1 Introduction
Similar to other high-throughput OMIC approaches, mass spectrometry-based proteomics (MSP) has high potential for quickly answering biological questions since it provides abundant new quantitative information on many proteins in a relatively short time [1, 2]. However, it is necessary to be aware of the hidden pitfalls of any high-throughput methodology. In proteomics, it is critical to prevent false-positive identification caused by the use of inappropriate databases. Selection of an optimal database for evaluation of tandem mass spectrometry (MS/MS) data is a critical factor that strongly affects the reliability and array of the reported results. Ideally, one would have an appropriate set of protein sequences relevant to the proteins of one or more organisms present in a complex sample [3–6]. However, depending on database selection, different numbers of sequences are used in data analysis. Although public databases such as NCBI and UniProt use the same taxonomic criteria, the number of retrieved sequences can differ. The difference can be meaningful for the “verified” sequences (e.g., RefSeq and UniProtKB) and “all” available sequences in the repositories [5, 6]. Increasing the size of the databases can considerably affect identification success and consequential reporting for low-abundance peptides/proteins. This database inflation effect is particularly obvious in proteogenomic searches. Despite the drawbacks of larger databases, they have an advantage in that they allow the identification of novel peptides and proteins in proteogenomic searches [7]. Overall, it is debatable whether it is better to obtain optimal or maximal results from proteomic analysis, and in this regard, designing an optimal database may be difficult [5, 6]. On the other hand, different methods of data evaluation provide different results and interpretations, and even an “optimal” and/or adequately broad database is used, important markers may be missed or overlooked. This indicates the need for secondary data evaluation using different, improved, or updated databases.

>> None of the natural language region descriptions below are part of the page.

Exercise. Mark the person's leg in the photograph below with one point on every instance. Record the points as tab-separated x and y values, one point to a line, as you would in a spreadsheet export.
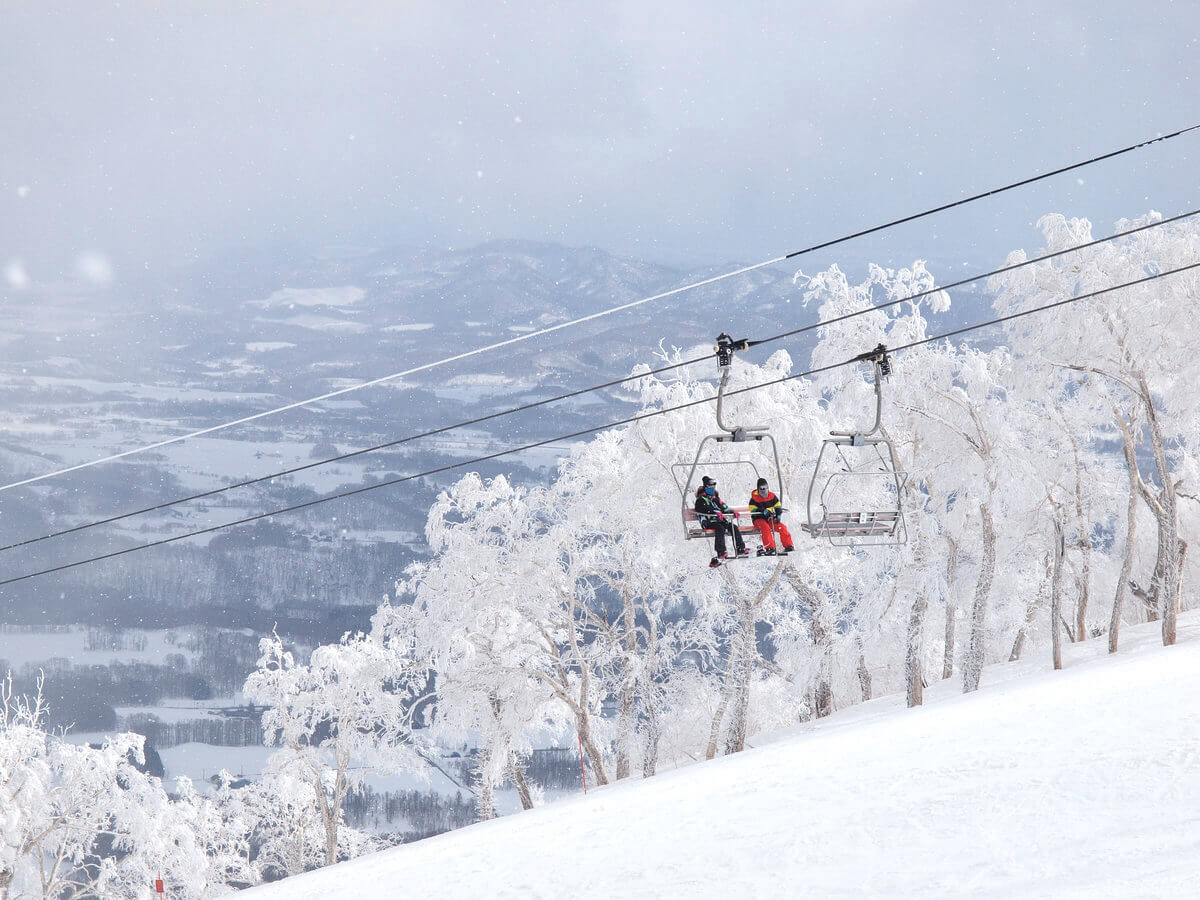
768	539
719	539
785	535
737	537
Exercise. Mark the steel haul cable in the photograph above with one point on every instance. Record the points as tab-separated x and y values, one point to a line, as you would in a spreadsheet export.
621	307
583	432
581	391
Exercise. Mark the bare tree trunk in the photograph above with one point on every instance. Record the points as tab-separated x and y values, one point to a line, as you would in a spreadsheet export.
625	730
864	676
714	730
1171	575
747	659
1085	547
977	647
1131	535
1056	594
651	749
913	652
822	639
952	607
485	795
739	706
516	772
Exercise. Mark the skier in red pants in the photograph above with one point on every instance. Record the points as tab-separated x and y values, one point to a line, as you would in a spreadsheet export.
765	513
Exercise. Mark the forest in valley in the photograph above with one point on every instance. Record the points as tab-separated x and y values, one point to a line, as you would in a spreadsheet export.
1049	493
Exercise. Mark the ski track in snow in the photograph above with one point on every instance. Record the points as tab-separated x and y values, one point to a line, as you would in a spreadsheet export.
1081	783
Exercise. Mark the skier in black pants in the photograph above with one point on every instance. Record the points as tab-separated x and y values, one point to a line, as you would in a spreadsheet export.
717	517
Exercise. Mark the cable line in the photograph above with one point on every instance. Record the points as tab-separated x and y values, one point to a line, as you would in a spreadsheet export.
581	391
591	317
583	432
994	191
424	367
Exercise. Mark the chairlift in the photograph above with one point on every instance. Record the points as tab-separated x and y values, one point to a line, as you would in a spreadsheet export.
861	504
685	474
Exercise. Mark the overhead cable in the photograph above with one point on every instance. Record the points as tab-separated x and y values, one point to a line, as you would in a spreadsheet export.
583	432
594	316
581	391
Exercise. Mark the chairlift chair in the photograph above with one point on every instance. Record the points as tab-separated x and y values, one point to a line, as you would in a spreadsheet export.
859	507
730	435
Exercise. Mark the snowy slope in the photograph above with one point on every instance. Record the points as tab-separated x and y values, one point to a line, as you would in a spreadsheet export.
1081	783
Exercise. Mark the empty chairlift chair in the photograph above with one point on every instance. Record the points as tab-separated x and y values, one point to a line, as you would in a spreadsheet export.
861	503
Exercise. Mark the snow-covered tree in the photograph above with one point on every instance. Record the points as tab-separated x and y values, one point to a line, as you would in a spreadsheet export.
337	719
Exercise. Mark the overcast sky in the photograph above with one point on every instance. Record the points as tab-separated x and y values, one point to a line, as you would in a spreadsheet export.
139	135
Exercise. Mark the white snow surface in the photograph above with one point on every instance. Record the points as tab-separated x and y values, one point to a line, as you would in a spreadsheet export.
1080	783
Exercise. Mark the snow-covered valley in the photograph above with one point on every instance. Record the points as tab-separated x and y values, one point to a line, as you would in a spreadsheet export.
1078	783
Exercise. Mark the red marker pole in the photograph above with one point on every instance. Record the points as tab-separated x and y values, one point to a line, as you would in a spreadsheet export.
582	771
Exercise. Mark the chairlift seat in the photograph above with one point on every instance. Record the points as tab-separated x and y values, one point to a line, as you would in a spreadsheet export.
694	531
877	523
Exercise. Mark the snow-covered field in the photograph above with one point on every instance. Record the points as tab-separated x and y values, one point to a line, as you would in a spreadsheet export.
22	648
1081	783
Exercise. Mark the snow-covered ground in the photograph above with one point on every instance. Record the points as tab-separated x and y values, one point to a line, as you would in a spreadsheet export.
1080	783
22	648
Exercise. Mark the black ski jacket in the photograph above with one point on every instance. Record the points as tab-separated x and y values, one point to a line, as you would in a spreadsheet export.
708	507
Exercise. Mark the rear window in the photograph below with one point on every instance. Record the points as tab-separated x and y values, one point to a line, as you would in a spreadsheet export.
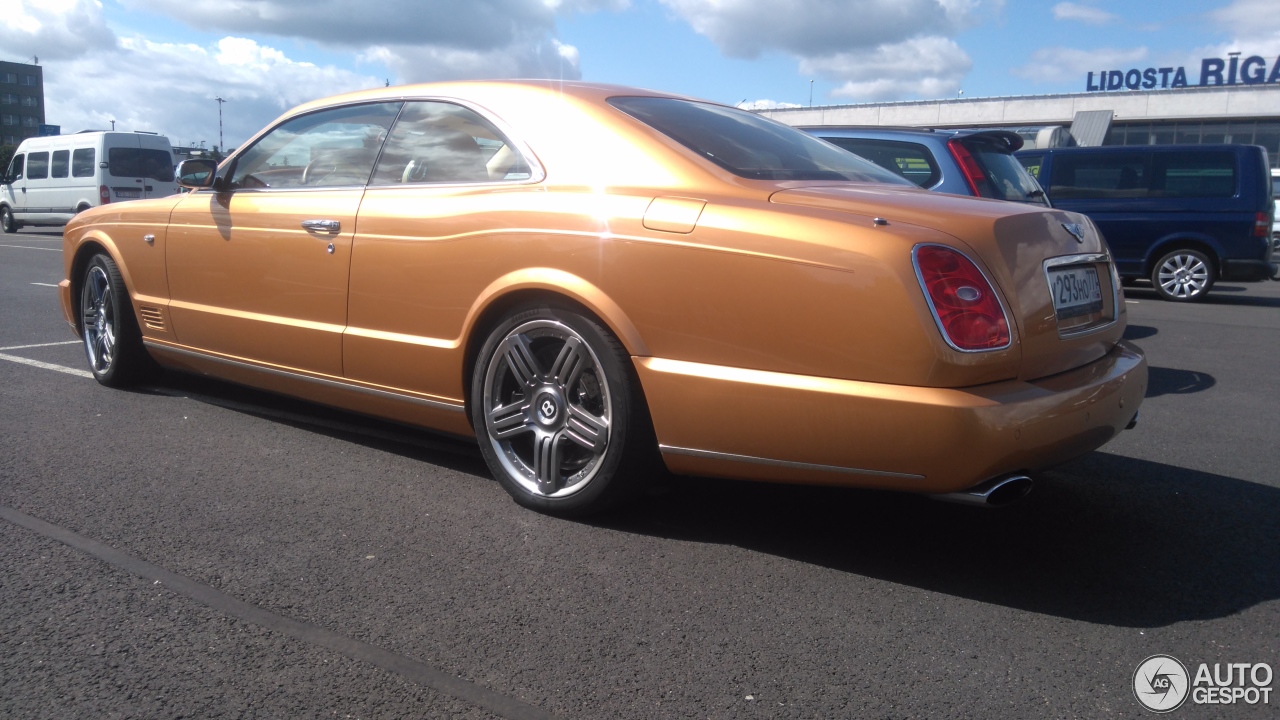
748	145
909	160
82	163
138	163
1002	176
1143	176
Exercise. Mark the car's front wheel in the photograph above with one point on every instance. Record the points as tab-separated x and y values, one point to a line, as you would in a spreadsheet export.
558	411
1183	276
113	342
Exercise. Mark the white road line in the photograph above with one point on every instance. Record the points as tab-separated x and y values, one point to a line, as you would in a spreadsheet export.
40	345
30	247
46	365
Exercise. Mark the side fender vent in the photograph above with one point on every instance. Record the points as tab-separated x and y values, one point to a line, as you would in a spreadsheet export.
152	318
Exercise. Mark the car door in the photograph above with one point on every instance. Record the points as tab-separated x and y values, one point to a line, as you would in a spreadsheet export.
259	270
16	190
432	208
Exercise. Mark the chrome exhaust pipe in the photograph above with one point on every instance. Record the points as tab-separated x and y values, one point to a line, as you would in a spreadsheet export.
996	492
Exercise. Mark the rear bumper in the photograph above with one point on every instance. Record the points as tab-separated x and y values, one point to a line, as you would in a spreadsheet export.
64	296
727	422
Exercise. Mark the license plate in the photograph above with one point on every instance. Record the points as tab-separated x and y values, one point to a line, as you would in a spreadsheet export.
1075	291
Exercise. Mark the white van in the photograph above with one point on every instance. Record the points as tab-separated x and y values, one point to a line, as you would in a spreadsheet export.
51	178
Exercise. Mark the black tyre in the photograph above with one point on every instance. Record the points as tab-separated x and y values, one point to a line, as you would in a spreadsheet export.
558	411
1183	276
113	342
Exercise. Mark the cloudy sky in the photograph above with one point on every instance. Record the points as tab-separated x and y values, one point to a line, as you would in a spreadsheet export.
158	64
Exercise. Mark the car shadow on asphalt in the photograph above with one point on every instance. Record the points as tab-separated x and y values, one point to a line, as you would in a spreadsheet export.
1170	381
1105	538
1217	296
456	454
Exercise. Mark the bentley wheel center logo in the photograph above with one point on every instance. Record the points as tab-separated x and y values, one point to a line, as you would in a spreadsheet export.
1161	683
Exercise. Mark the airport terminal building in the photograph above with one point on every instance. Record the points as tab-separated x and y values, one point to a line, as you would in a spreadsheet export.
1237	99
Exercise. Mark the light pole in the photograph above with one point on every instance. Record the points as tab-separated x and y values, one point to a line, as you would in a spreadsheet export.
220	149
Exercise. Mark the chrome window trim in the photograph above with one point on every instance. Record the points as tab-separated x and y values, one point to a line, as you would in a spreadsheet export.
1084	259
791	464
937	320
538	173
327	382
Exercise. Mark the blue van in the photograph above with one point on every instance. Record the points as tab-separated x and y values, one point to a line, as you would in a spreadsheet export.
1183	215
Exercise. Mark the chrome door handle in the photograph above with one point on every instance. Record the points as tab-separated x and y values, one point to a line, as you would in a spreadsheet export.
321	226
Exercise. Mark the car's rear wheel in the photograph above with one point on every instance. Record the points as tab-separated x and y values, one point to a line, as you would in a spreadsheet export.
1183	276
558	413
113	341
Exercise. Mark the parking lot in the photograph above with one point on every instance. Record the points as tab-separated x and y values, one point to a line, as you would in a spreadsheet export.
197	550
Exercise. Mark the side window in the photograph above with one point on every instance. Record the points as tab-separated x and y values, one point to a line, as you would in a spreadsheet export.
442	142
62	159
909	160
325	149
82	163
1101	176
1032	163
16	167
37	165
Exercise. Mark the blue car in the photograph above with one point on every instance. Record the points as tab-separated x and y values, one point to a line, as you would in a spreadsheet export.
1183	215
961	162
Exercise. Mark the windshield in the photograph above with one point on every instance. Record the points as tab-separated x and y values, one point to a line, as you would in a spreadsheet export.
137	163
748	145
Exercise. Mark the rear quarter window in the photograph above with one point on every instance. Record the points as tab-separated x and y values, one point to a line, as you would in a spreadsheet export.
140	163
909	160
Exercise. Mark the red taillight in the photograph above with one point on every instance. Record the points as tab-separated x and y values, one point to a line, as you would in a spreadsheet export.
965	305
969	167
1262	224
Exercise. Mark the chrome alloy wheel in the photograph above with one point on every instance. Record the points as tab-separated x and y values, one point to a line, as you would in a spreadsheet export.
547	408
97	317
1183	274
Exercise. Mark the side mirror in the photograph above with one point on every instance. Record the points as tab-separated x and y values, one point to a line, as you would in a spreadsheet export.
196	173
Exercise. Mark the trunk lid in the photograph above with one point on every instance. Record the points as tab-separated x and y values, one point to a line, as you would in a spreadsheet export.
1020	247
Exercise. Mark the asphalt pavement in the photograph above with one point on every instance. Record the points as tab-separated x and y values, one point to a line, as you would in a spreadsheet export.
197	550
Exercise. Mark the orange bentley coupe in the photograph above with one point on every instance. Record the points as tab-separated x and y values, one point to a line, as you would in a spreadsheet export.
593	281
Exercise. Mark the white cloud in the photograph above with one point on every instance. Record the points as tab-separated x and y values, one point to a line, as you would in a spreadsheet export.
53	28
1082	13
745	28
1068	64
873	49
927	67
766	105
174	89
419	41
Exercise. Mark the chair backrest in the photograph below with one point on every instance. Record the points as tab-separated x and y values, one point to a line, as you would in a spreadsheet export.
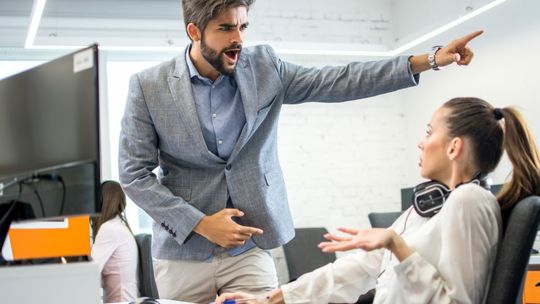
383	219
147	283
514	252
303	255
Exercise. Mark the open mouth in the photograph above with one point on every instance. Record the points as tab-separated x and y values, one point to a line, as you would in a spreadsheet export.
232	55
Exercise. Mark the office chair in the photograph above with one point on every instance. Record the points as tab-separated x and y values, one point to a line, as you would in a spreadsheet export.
303	255
147	283
514	252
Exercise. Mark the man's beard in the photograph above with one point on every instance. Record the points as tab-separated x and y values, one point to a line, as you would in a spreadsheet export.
216	59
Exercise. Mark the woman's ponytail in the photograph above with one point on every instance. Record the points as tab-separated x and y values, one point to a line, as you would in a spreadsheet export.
521	149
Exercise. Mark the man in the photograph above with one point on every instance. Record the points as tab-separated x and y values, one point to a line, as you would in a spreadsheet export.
208	120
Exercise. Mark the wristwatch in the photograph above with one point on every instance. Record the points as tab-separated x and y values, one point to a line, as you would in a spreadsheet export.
431	58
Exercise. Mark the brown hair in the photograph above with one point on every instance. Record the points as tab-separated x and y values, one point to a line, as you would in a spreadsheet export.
491	130
113	204
200	12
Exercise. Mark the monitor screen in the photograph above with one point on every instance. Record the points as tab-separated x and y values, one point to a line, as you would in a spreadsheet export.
49	137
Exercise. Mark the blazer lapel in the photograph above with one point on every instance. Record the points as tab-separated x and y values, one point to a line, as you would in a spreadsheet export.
180	86
245	80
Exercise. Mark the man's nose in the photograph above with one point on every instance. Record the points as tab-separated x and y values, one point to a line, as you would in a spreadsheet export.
237	36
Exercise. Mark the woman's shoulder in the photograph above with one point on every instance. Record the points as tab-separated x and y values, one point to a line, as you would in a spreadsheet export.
114	227
473	199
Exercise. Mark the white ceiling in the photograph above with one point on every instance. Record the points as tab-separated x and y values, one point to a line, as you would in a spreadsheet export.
353	25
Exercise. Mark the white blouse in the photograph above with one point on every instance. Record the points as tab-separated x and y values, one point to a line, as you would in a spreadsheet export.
455	251
116	253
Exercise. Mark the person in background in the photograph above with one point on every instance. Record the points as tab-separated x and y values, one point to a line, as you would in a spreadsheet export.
446	257
114	247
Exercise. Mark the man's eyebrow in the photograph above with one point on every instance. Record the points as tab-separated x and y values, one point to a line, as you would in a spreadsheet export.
228	24
233	24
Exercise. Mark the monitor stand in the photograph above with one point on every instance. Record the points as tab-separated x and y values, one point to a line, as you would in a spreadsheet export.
14	210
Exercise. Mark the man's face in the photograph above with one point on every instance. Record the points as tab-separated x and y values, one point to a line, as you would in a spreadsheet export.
221	41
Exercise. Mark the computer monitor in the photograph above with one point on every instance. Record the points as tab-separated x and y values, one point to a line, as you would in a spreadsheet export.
49	140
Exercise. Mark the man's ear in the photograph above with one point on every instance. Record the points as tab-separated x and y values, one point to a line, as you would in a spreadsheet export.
455	148
193	32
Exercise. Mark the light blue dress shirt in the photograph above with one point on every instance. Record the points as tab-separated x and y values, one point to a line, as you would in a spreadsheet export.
222	118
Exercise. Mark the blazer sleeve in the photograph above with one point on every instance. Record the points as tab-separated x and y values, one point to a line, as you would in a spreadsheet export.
470	225
353	81
138	157
340	282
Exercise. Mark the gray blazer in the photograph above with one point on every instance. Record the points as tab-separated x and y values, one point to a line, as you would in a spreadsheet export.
160	129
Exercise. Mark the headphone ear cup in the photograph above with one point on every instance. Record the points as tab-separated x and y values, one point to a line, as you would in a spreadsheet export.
429	197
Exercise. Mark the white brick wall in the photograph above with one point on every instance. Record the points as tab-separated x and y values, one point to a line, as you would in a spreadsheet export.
339	160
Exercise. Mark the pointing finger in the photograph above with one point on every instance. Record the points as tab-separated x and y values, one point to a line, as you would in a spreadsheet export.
465	39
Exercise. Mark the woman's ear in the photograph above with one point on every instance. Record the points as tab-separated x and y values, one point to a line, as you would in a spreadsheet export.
454	148
193	32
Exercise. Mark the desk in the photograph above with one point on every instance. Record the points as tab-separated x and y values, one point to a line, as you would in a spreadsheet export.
51	283
161	301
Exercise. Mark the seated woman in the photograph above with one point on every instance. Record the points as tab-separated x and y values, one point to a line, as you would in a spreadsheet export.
114	247
445	257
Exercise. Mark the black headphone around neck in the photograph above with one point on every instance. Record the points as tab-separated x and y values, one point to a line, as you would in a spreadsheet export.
429	197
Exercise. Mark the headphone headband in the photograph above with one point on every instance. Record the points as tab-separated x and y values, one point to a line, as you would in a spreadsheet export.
429	197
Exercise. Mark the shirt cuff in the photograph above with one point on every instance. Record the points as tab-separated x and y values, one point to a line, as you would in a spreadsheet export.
415	78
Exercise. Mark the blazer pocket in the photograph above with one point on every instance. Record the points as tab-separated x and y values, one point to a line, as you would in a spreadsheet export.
183	192
270	178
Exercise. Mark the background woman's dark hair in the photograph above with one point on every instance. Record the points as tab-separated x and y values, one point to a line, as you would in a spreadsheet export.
200	12
491	130
113	204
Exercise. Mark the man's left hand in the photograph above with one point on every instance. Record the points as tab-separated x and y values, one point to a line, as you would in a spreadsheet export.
457	51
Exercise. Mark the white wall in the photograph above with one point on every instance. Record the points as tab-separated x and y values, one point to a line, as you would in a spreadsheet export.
504	72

Proteomic analysis of Paenibacillus larvae that is causative agent of American foulbrood has facilitated the availability of protein sequences from annotated genomes of different genotypes that are traditionally denoted based on the Enterobacterial Repetitive Intergenic Consensus (ERIC) PCR technique ([8–10]. The existence of different genomes has enabled the mining of virulence factors of P. larvaedirectly from the genomic sequences [9, 10]. Beims et al. [9], based on the differences in genetic makeup, suggested that during evolution, the fast-killing genotypes of P. larvae lost certain virulence factors, leading to the development of slow-killing genotypes. Incidentally, more genotypes of P. larvae than those denoted as different based on ERIC typing may exist ([9]). The various genomes of the different genotypes/strains that have been annotated at the protein level are useful in proteomic data evaluation because they can provide different arrays of proteins or certain isoforms of proteins (e.g., those with amino acid substitutions). Therefore, despite the large decoy database, the selection of the different sets of protein sequences related to different genotypes within a P. larvae taxon is appropriate and rational for bottom-up proteomic analyses [11, 12]. However, despite comprehensive analysis and detailed data evaluation, some virulence factors could be overlooked, i.e., not selected as important. In addition, some proteins or virulence factors cannot be recognized due to absence of the sequence in currently available databases. In addition, some sequences may also be absent in further expanding databases because they have not yet been annotated. This shortcoming can be compensated for through a proteogenomic approach, which enables the identification of novel peptides and protein-coding regions [6, 7, 13–15]. Incidentally, the proteogenomic approach was successfully used in honey bees and its ectoparasite Varroa destructor to improve annotation of the honey bee genome [15] and to study developmental transitions of the parasite lacking an annotated genome [16], respectively.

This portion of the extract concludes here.